La première chose à remarquer, c'est que l'agitation
intellectuelle et morale puissante dont Jésus a été l'origine ne s'est pas
traduite de son vivant par un mouvement matériel et politique.
Il n'y a pas trace d'une émeute, d'une rébellion, comme
furent plus tard celles de Judas le Gaulonite ou de Barkoceba. Le fait qui a
motivé la condamnation de Jésus a donc eu une cause purement doctrinale et
cette cause a dû être extrêmement grave, vu la sévérité de la condamnation et
son exécution par les Romains à la veille de la plus grande Fête de l'année et
bien que l'ordre public ne fût pas intéressé.

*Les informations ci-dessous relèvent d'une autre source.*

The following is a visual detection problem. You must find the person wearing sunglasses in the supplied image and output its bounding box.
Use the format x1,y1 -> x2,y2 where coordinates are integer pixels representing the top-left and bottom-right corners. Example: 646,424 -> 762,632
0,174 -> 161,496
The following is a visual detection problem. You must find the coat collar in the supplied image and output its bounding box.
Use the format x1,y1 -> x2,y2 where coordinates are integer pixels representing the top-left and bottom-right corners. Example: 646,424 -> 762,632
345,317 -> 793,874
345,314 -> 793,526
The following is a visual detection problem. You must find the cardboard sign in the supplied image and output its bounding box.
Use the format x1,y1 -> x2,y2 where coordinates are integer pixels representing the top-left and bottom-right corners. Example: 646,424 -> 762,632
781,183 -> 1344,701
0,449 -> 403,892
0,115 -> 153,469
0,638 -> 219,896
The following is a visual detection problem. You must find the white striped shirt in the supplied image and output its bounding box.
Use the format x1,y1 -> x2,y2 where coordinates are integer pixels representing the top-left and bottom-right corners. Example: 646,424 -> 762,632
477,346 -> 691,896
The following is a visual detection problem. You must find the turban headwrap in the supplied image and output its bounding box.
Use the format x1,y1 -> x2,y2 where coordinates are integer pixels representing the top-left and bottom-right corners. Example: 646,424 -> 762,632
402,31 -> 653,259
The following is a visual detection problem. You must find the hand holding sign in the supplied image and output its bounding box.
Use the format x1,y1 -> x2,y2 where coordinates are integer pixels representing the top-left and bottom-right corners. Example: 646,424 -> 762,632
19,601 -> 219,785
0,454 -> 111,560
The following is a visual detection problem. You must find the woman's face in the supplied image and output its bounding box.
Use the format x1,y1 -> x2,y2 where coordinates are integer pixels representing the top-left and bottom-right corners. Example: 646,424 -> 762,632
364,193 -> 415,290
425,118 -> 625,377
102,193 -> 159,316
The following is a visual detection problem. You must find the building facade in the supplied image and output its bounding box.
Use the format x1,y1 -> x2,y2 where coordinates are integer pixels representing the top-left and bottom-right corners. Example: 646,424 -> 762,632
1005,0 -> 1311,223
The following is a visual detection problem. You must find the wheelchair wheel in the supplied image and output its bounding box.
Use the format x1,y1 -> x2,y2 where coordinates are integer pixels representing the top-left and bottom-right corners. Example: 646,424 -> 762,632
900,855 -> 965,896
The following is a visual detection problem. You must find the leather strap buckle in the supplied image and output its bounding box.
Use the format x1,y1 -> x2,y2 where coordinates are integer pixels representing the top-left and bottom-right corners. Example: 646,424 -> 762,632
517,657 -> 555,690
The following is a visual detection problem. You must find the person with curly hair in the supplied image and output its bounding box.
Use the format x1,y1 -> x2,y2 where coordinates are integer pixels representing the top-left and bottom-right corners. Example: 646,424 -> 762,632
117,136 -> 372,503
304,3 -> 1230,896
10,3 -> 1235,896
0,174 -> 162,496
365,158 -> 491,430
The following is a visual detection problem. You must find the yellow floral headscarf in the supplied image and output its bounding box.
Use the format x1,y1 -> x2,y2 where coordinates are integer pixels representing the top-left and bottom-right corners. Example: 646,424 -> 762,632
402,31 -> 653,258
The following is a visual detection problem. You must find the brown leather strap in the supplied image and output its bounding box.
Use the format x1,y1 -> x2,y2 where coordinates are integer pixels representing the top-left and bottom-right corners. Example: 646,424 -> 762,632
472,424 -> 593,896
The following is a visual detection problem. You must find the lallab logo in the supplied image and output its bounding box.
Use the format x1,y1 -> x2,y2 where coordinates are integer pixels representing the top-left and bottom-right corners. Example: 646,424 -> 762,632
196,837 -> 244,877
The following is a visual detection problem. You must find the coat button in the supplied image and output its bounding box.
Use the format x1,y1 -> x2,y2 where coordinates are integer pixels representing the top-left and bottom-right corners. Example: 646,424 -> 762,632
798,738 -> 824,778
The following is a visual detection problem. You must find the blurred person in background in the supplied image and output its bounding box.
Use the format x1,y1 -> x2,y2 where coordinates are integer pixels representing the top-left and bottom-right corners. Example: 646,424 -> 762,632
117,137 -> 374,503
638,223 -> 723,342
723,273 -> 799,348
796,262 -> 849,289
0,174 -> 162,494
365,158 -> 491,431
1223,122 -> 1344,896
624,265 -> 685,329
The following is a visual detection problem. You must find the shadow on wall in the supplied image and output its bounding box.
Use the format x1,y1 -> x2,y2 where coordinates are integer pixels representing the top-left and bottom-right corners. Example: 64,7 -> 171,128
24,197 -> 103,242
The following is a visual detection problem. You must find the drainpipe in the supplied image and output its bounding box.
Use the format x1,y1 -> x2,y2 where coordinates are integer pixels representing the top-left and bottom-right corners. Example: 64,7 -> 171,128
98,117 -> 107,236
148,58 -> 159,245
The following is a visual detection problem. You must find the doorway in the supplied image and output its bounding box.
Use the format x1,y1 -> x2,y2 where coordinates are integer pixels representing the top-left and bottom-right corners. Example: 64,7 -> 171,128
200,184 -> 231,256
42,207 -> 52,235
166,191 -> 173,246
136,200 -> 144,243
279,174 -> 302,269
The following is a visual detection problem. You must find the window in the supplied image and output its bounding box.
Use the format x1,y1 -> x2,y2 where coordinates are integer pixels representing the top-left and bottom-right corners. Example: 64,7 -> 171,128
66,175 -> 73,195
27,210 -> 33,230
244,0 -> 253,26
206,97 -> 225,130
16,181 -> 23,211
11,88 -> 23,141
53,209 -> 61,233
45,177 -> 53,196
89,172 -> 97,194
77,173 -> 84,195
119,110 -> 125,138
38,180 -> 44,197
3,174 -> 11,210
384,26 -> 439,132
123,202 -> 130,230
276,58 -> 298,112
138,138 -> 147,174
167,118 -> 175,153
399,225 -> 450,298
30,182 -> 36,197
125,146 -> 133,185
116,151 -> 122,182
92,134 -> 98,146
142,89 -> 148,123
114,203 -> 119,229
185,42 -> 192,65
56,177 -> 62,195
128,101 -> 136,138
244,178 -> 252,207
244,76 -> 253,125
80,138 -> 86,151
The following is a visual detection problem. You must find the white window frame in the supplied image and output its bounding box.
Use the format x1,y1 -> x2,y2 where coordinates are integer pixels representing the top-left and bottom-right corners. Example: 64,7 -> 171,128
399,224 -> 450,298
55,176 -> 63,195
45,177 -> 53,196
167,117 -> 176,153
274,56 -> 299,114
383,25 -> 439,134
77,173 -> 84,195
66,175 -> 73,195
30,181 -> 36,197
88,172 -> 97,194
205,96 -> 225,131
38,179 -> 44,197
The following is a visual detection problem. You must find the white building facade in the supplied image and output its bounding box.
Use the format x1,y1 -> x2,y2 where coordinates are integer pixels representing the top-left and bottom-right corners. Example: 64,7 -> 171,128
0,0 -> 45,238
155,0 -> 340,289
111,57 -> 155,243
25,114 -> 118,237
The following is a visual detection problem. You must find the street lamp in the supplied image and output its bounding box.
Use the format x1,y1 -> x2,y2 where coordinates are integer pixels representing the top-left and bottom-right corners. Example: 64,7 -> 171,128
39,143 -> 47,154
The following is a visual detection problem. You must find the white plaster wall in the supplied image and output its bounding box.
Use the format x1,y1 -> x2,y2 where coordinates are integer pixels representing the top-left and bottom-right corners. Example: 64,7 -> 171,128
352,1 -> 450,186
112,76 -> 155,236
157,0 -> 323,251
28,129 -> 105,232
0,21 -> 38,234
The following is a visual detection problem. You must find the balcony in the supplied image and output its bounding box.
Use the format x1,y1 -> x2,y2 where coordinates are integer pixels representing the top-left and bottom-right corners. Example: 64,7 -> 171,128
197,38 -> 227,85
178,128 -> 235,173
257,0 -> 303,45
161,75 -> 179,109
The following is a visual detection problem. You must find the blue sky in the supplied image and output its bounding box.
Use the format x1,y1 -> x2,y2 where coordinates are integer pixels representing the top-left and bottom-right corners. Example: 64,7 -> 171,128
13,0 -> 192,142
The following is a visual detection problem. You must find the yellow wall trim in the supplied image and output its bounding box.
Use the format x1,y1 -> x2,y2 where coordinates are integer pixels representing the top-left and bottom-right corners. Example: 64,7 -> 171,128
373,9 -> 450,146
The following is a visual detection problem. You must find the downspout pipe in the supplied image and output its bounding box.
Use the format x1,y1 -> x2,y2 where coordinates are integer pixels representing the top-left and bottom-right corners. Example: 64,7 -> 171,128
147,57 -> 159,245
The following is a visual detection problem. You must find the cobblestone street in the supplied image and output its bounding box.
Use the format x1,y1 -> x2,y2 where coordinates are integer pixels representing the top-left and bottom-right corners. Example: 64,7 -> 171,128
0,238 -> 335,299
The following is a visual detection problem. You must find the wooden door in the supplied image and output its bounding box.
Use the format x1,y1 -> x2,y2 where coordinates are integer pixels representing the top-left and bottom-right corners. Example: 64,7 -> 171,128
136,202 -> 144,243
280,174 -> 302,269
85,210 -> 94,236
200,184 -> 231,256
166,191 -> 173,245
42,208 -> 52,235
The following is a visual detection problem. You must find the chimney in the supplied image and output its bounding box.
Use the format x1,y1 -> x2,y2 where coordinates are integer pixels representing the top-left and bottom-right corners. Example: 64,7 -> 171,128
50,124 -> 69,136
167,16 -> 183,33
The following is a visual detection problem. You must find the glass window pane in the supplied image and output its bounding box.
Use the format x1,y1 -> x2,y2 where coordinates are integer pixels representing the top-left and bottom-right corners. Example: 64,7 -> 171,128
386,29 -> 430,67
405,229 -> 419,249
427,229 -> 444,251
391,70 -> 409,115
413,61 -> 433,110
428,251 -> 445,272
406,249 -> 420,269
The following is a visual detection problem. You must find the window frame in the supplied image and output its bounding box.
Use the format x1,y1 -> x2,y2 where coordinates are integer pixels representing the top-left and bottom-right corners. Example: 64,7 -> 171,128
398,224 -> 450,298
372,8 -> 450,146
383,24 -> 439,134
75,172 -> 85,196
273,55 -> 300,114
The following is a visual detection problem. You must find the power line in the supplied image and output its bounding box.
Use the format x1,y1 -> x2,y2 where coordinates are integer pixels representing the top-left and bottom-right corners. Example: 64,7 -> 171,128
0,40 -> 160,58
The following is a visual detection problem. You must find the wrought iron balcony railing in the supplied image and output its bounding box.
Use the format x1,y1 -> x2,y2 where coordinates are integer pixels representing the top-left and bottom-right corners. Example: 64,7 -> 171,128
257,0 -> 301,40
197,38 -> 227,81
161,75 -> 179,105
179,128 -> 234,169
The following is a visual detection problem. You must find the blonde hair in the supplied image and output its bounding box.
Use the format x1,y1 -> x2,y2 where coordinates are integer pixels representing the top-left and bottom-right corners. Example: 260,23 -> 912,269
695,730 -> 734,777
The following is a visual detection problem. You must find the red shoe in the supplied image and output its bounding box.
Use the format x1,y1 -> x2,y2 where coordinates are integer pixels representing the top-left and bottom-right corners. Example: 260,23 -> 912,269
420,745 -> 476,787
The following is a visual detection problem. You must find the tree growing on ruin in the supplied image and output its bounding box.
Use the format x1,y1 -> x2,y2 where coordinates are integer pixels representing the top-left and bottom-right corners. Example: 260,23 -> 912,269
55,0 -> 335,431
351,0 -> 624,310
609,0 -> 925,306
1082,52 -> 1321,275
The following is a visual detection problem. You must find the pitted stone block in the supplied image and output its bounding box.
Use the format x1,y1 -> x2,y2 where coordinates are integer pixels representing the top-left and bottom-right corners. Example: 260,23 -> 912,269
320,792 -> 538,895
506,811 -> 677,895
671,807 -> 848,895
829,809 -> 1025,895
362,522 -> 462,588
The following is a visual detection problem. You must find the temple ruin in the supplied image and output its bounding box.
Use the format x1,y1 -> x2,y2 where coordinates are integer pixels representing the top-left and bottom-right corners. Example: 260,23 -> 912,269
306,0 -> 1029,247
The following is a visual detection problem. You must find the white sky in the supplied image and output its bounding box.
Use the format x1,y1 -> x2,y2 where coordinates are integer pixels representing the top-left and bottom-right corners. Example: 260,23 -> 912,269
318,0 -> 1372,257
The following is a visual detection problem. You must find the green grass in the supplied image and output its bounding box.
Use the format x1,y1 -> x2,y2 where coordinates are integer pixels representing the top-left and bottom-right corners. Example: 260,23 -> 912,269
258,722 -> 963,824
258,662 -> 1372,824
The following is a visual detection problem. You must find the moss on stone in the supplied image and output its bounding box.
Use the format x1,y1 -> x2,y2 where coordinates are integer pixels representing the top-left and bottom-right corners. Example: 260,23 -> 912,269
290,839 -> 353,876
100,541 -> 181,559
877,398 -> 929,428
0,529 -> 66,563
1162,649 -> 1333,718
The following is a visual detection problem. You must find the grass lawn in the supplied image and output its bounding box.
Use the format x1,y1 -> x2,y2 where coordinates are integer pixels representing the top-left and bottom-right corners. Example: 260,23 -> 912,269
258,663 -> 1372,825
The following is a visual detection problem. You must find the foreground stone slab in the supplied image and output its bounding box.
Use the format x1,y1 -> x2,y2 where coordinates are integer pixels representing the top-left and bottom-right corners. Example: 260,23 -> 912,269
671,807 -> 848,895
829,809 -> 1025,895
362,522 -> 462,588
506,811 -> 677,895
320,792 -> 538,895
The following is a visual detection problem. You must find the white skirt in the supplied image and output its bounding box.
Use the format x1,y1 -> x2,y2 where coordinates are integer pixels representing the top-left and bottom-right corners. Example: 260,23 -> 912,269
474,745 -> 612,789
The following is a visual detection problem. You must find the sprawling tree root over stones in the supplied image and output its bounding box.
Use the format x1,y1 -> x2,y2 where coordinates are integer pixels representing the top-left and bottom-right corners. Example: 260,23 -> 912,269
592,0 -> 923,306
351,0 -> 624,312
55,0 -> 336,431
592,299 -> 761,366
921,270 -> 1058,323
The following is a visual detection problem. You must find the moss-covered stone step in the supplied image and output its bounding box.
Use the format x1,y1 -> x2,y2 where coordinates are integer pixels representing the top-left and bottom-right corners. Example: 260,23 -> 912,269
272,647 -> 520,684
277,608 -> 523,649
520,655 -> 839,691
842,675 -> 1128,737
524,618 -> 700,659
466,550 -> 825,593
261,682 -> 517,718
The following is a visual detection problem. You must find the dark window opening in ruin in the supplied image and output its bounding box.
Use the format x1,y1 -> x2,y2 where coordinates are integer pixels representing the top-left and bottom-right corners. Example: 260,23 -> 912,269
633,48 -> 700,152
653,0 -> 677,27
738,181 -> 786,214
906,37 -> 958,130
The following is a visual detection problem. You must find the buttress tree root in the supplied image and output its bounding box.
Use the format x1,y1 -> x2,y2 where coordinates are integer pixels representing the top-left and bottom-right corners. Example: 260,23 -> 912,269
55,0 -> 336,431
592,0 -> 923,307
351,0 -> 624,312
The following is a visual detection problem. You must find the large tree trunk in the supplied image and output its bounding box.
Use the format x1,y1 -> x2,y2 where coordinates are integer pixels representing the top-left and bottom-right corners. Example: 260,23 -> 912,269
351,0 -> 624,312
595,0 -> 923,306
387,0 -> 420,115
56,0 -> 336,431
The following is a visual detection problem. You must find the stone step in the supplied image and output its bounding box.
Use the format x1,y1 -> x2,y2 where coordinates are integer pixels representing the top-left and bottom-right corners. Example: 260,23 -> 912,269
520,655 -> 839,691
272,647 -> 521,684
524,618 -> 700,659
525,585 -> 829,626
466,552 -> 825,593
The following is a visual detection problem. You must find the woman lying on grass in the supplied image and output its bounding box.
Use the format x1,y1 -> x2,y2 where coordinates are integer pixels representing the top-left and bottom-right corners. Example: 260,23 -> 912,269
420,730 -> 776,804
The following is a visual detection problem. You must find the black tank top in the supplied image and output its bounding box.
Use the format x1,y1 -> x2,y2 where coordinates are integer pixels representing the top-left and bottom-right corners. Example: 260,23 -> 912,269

Un autre témoignage de cette gravité est la haine vouée
par les Juifs à la mémoire de Jésus (v. Talmud), de même que la vertu, ou, si
l'on veut, la virulence de sa doctrine, est confirmée par la conversion, un an
après le Calvaire, de saint Paul, un pharisien entre les pharisiens.
Ne s'étant traduite par aucun mouvement politique, il faut
conclure que la doctrine du Christ avait uniquement rapport au monde des idées,
de la conscience. C'était quelque chose de séparé du temporel. Elle faisait une
distinction radicale entre le monde du fait matériel et le monde moral.
D'autre part, elle ne s'est jamais posée comme la
destruction de l'ancienne religion, mais comme son explication et son
développement. Le Christ prêche partout dans les Synagogues, du haut des
chaires officielles.
Cependant la prédication de Jésus cause un scandale énorme
parmi les autorités chargées officiellement de l'interprétation et de
l'administration de l'ancienne religion. Elles se sont senties menacées à la
fois dans leurs croyances et dans leur position officielle, atteintes à la
base. On sent que les pharisiens défendent leur peau. Il y a donc de la part de
Jésus non seulement prédication morale, comme celle de Jean-Baptiste, mais
doctrine : doctrine indiquée par lui comme la suite et le développement de
l'ancienne révélation, et cependant scandaleusement nouvelle aux yeux des
détenteurs de la Loi. Jésus a donc dû dire quelque chose d'énorme.
Il n'y a rien de plus énorme qu'un blasphème. Et
précisément nous voyons que le fait reproché au Christ est un Blasphème,
c'est-à-dire un attentat contre la Divinité elle-même, l'attribution à la
Divinité d'un caractère qui en avilissait la majesté. Quel était ce
blasphème ? Nous avons à ce sujet le témoignage contemporain de saint Paul.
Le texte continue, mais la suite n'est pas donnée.